'Great Warming' Premieres with Packed House

NEW YORK - Proof is everywhere. The "Great Warming" has already begun. Hundreds of people packed into New York City's Ziegfeld Theater Thursday for the world premier of "The Great Warming" - a documentary film revealing a changing climate whose fingerprint is marked by the human species.

Environmental activists, professors, scientists and even evangelicals are rising to the challenge of addressing the issue of human-driven climate change.

Today humanity releases about 5.5 billion tons of carbon to the atmosphere every year through fossil fuel burning and cement manufacture, according to a report - Reports to the Nation on Our Changing Planet - by the University Corporation for Atmospheric Research. And approximately another 1.5 billions tons per year are released through land use changes which result in an increase of atmospheric CO2 of about one-half percent per year. Measurements show that the level of carbon dioxide has increased by about 30 percent since the late 1700s.

"Climate change is real and induced and calls for action," said the Rev. Richard Cizik, vice president of the National Association of Evangelicals, in the film.

"To harm this world by moral degradation is an offense against God," said Cizik, noting both the physical and moral implications of global warming.

Senior evangelicals such as Cizik are hopping on board in raising concern and awareness over the environment. While most Christians in the pews have never been preached to on the changing nature of Earth, a recent study found that three out of four evangelicals support environmental issues and many consider it a priority as it poses a serious threat to future generations.

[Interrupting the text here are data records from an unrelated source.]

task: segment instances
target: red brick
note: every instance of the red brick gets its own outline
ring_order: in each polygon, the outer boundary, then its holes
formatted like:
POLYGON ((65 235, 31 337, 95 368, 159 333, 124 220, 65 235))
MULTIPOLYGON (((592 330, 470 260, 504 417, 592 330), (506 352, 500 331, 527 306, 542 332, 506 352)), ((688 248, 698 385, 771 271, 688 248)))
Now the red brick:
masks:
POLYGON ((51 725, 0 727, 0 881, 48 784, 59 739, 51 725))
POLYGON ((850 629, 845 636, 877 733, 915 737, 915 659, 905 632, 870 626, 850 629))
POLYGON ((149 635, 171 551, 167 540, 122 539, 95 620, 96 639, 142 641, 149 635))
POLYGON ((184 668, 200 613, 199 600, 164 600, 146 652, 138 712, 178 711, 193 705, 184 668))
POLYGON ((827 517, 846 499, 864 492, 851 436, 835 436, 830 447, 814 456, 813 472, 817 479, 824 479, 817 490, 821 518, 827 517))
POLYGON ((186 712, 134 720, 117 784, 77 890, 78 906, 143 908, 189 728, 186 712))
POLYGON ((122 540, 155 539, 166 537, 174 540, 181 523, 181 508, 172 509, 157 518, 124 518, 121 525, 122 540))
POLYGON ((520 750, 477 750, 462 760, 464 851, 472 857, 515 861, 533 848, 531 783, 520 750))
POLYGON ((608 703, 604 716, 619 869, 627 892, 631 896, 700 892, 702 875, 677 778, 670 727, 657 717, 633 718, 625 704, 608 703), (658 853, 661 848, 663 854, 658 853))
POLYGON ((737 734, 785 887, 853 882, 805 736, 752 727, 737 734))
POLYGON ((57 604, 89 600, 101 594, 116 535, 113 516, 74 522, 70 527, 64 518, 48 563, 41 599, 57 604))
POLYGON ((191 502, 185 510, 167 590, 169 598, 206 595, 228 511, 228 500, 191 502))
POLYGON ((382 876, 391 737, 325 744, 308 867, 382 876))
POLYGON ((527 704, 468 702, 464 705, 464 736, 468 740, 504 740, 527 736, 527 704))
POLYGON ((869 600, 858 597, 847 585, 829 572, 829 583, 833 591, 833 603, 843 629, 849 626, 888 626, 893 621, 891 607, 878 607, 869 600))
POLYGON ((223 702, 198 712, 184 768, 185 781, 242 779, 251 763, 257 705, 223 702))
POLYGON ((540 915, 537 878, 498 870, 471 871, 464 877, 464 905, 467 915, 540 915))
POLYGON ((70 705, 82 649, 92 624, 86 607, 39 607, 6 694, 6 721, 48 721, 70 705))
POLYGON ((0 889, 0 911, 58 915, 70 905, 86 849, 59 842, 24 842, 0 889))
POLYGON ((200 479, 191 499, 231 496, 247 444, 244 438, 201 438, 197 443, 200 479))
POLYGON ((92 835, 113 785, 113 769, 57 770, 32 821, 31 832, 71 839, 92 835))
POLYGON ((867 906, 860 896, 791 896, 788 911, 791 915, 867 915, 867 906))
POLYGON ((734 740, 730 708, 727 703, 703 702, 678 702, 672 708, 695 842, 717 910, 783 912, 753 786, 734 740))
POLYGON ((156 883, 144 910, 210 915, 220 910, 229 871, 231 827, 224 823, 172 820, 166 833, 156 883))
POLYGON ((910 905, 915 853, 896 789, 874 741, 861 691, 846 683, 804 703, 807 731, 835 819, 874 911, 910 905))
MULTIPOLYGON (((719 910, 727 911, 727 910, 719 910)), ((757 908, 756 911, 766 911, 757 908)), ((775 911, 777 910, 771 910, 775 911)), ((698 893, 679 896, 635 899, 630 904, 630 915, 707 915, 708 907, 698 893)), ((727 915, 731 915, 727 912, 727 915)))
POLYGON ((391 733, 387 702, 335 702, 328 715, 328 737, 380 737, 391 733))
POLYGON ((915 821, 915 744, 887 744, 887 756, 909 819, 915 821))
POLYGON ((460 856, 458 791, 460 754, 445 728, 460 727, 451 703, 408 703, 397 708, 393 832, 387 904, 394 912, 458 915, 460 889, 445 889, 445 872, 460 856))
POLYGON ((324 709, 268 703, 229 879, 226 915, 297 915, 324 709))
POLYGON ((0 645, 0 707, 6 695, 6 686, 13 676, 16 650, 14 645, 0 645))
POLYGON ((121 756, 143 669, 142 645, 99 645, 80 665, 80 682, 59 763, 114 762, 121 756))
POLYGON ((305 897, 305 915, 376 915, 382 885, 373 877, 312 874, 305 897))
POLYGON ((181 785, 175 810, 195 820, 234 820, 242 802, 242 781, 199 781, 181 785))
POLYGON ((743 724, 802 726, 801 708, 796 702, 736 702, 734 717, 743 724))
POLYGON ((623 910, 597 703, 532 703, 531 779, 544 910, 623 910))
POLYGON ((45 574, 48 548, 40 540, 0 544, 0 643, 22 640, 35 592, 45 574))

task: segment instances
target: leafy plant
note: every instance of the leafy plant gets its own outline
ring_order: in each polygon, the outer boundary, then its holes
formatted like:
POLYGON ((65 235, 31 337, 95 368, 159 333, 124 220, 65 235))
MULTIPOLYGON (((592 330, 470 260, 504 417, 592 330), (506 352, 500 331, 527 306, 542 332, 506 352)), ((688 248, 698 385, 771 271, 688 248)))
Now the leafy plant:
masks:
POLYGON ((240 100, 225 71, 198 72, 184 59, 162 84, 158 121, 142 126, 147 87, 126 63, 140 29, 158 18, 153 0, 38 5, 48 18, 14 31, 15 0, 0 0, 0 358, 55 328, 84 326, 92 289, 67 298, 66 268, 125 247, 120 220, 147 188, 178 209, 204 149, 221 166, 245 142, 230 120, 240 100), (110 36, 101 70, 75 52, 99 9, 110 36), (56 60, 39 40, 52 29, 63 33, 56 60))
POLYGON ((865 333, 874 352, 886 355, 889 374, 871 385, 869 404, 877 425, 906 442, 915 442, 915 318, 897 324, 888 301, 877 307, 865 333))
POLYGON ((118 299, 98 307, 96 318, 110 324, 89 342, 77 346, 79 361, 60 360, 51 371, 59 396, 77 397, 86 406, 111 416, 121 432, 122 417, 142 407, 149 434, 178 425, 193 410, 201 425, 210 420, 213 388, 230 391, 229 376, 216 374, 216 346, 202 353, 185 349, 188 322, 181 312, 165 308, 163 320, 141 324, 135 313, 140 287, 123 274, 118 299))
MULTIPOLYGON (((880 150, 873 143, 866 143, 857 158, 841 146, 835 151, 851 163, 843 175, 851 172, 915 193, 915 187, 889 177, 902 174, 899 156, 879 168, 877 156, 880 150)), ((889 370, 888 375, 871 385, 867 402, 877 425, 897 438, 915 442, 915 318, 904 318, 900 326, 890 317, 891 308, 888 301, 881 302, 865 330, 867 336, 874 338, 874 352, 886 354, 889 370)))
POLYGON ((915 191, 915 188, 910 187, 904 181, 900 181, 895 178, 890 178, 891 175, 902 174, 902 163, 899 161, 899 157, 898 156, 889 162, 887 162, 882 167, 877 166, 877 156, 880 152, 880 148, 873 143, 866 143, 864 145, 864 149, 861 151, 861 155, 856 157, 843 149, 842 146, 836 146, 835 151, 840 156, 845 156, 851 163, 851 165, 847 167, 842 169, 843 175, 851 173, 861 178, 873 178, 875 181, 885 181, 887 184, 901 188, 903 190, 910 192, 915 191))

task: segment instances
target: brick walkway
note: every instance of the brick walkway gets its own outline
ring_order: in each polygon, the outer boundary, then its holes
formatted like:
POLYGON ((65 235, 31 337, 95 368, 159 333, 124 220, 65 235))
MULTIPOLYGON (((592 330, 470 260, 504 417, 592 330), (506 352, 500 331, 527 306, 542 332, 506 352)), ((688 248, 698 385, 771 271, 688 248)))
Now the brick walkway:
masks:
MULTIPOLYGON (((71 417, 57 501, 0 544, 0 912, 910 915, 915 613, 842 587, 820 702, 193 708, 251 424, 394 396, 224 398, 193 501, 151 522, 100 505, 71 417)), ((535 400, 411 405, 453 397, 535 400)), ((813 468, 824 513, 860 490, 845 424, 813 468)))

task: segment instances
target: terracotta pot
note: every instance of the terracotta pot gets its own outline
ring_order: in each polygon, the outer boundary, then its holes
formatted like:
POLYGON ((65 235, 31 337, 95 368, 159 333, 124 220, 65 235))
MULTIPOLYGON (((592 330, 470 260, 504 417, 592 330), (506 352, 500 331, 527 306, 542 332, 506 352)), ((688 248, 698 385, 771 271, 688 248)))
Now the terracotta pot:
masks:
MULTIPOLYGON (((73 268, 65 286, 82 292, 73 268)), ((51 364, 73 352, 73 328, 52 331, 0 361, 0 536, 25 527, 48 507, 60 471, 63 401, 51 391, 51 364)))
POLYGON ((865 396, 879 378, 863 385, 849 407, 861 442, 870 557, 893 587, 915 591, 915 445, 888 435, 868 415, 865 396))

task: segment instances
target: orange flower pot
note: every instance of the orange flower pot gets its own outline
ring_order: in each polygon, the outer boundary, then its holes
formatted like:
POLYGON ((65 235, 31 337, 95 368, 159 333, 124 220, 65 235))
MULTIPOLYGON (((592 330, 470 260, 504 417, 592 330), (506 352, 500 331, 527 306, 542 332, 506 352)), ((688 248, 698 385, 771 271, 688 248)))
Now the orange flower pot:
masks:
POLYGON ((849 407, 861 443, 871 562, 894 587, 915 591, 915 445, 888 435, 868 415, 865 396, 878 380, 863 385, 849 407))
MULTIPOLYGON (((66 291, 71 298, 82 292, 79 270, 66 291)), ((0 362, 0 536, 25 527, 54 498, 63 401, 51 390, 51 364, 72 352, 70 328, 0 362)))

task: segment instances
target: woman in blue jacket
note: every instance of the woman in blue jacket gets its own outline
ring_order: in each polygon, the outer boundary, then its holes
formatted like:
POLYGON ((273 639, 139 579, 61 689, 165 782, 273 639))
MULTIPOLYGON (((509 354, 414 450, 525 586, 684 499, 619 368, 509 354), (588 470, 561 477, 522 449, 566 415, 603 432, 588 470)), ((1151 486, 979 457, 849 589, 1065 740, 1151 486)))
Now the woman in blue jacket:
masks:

The Rev. Bob Edgar, general secretary of the National Council of Churches, said in a panel discussion after the film showing that churches need to wake up to the issue and stand up.

"I think it's time for the good people to speak out," said Edgar.

Evangelicals view Christianity as ideally suited for more people to step in and do something.

"It's fundamentally a moral issue," said Cizik as he calmed down from "sounding like a preacher" during the panel.

The panel consisted of a diverse group of religious, environmental and business figures who each gave their take on the changing climate but agreed on the urgency of the issue.

Barbara Lerman-Golomb, associate executive director of the Coalition on the Environment and Jewish Life, mentioned the higher number of people calling in, showing interest and eager to take action.

But before any action is stirred, an informed public is a priority.

"Real change starts with an informed public," said Karen Coshof, creator and producer of "The Great Warming."

"The Great Warming," created and produced by Stonehaven Productions and filmed in eight countries on four continents, will release at the Village East Cinema in New York on April 7. Stonehaven Productions plans to gradually move out from the Village East to theaters nationwide.